Once a municipal government denies a property owner's development application, does the property owner have an obligation to change the law in order to ripen her federal takings claim?
This amicus curiae brief, filed in the Intermediate Court of Appeals of Hawaii, shows why the trial court was wrong when it held a Maui property owner had an obligation to ask the Maui County Council to pass an ordinance and amend the County's designation when the existing law prevented any economic use of the property.
Here's the summary of the brief:
A claim that a land use regulation takes property in violation of the Fifth Amendment’s Takings Clause is ripe for judicial review under Williamson County Reg’l Planning Comm’n v. Hamilton Bank of Johnson City, 473 U.S. 172, 191 (1985), as soon as the government makes a final decision applying the regulation to the plaintiff’s property, and the property owner is not required to seek a change in the law before it can come to court.

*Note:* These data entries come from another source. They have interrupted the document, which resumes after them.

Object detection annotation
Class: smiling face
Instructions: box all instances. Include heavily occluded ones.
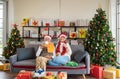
[59,36,66,42]
[44,37,51,42]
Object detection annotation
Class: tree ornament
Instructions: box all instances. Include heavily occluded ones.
[97,43,99,46]
[2,24,24,59]
[96,47,98,49]
[13,24,18,28]
[84,8,117,66]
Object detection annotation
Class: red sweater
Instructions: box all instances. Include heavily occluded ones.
[56,42,67,55]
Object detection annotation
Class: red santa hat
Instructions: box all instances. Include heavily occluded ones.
[58,33,67,38]
[44,35,51,40]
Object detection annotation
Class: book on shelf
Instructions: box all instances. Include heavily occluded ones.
[24,30,30,37]
[70,32,77,38]
[70,40,78,45]
[78,28,87,38]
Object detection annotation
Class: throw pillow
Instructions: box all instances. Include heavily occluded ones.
[70,44,84,53]
[71,50,87,63]
[17,47,36,61]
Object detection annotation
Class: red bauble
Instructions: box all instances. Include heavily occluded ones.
[13,24,18,28]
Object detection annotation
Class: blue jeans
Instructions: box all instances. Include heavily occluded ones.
[48,56,70,66]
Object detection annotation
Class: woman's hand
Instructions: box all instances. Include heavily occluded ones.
[56,52,60,56]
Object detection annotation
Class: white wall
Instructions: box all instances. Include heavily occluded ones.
[14,0,109,24]
[13,0,109,43]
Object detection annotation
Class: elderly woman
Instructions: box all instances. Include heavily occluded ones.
[36,36,55,70]
[48,34,72,66]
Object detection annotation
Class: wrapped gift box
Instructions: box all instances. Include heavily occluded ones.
[3,63,10,70]
[78,28,87,38]
[116,69,120,78]
[105,67,120,78]
[17,71,32,79]
[70,32,77,38]
[0,62,4,70]
[103,70,116,79]
[90,65,103,79]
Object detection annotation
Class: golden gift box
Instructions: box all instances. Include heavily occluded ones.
[103,70,116,79]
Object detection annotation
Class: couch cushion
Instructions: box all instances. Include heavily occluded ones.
[25,43,40,52]
[70,44,84,53]
[13,59,35,68]
[47,62,86,70]
[71,50,87,63]
[17,47,36,61]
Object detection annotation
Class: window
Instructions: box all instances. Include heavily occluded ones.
[0,1,3,54]
[116,0,120,63]
[0,1,7,55]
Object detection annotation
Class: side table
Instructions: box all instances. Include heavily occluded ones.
[32,71,67,79]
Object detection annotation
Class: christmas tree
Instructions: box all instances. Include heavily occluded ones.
[2,24,24,59]
[84,8,117,66]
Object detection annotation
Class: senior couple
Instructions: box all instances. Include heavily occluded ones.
[36,34,72,70]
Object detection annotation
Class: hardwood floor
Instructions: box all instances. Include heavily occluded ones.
[0,71,96,79]
[0,71,17,79]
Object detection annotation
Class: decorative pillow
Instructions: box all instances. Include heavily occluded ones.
[17,47,36,61]
[70,44,84,53]
[71,50,87,63]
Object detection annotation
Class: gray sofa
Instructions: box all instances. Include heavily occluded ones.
[10,44,90,74]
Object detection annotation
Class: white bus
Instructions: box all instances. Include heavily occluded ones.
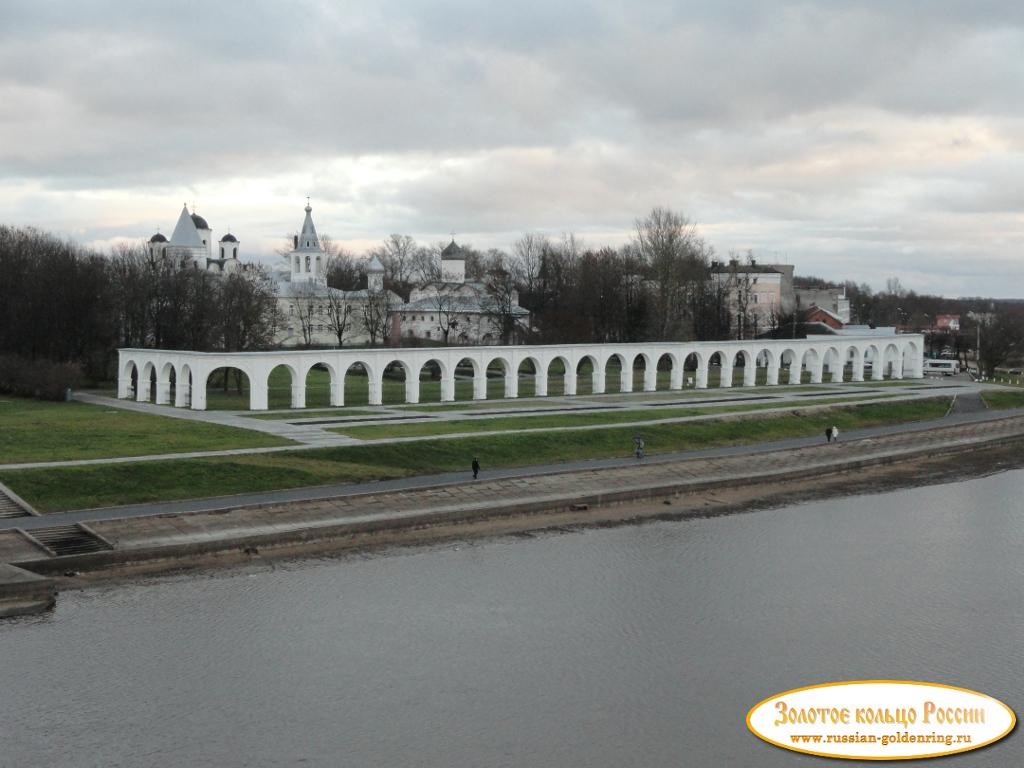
[925,359,959,376]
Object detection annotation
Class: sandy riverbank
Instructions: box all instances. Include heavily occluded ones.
[57,440,1024,590]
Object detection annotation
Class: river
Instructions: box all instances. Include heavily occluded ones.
[0,470,1024,768]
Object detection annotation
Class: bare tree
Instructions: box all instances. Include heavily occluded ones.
[635,208,703,339]
[288,283,318,346]
[729,251,754,340]
[325,248,362,291]
[361,291,391,345]
[430,291,462,344]
[327,290,354,346]
[370,234,418,288]
[484,258,519,344]
[412,247,441,284]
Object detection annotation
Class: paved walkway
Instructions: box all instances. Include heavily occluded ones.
[0,403,1024,530]
[0,380,980,471]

This brief first provides the context of the per se regulatory taking alleged by the property owners, which results from an application of the Hawaii Supreme Court’s decision in GATRI v. Blane, 88 Haw. 108, 962 P.2d 367 (1998). Next, this brief addresses three issues:
First, the County’s summary refusal to process the owners' application under existing law was all that was required to ripen their Fifth Amendment takings claim, and is a “final decision” under Williamson County subject to judicial review.

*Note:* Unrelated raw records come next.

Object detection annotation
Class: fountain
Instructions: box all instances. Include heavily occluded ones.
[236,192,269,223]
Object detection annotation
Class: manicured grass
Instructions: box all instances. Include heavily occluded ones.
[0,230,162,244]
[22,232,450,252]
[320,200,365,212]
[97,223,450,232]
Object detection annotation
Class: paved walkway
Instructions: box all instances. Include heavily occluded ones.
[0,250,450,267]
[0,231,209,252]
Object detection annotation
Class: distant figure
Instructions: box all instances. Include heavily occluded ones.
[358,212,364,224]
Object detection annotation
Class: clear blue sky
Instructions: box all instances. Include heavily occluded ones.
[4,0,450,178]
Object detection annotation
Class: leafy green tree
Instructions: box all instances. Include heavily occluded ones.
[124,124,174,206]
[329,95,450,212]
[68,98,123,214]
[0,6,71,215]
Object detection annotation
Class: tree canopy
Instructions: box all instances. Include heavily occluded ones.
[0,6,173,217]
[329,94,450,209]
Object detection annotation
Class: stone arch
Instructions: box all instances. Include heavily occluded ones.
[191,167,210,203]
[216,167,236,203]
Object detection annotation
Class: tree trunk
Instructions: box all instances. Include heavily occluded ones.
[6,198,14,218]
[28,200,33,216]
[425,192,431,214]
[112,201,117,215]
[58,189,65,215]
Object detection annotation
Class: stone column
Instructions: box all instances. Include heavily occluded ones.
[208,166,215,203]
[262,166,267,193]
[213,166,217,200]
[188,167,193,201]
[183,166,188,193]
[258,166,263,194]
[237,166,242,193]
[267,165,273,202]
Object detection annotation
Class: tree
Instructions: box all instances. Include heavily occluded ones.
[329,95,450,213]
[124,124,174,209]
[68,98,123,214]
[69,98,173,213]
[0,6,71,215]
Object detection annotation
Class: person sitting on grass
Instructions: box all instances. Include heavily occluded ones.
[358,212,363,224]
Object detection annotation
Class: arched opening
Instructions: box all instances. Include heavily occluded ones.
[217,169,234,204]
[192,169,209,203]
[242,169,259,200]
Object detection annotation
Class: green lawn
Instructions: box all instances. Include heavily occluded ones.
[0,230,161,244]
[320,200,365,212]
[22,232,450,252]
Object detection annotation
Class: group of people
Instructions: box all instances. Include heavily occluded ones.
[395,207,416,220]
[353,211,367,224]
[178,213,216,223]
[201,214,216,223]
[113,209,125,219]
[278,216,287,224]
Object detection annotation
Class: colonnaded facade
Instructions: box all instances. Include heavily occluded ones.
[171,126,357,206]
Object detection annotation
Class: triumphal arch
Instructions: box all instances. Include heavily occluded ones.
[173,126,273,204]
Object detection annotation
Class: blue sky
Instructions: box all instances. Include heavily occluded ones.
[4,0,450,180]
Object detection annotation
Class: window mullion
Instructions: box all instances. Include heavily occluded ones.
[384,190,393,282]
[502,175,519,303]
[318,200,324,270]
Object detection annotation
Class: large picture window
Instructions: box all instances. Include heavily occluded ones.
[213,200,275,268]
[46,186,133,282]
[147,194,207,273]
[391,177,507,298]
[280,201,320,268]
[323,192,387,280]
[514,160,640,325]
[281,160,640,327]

Second, the owners were required to do nothing further before asserting their federal takings claims, such as subject themselves to the County’s political processes and pursue a change in the law.
Finally, in order to assert their federal takings claims, the owners were not required to exhaust any administrative remedies that might have been available, since exhaustion of remedies plays no part in Fifth Amendment analysis.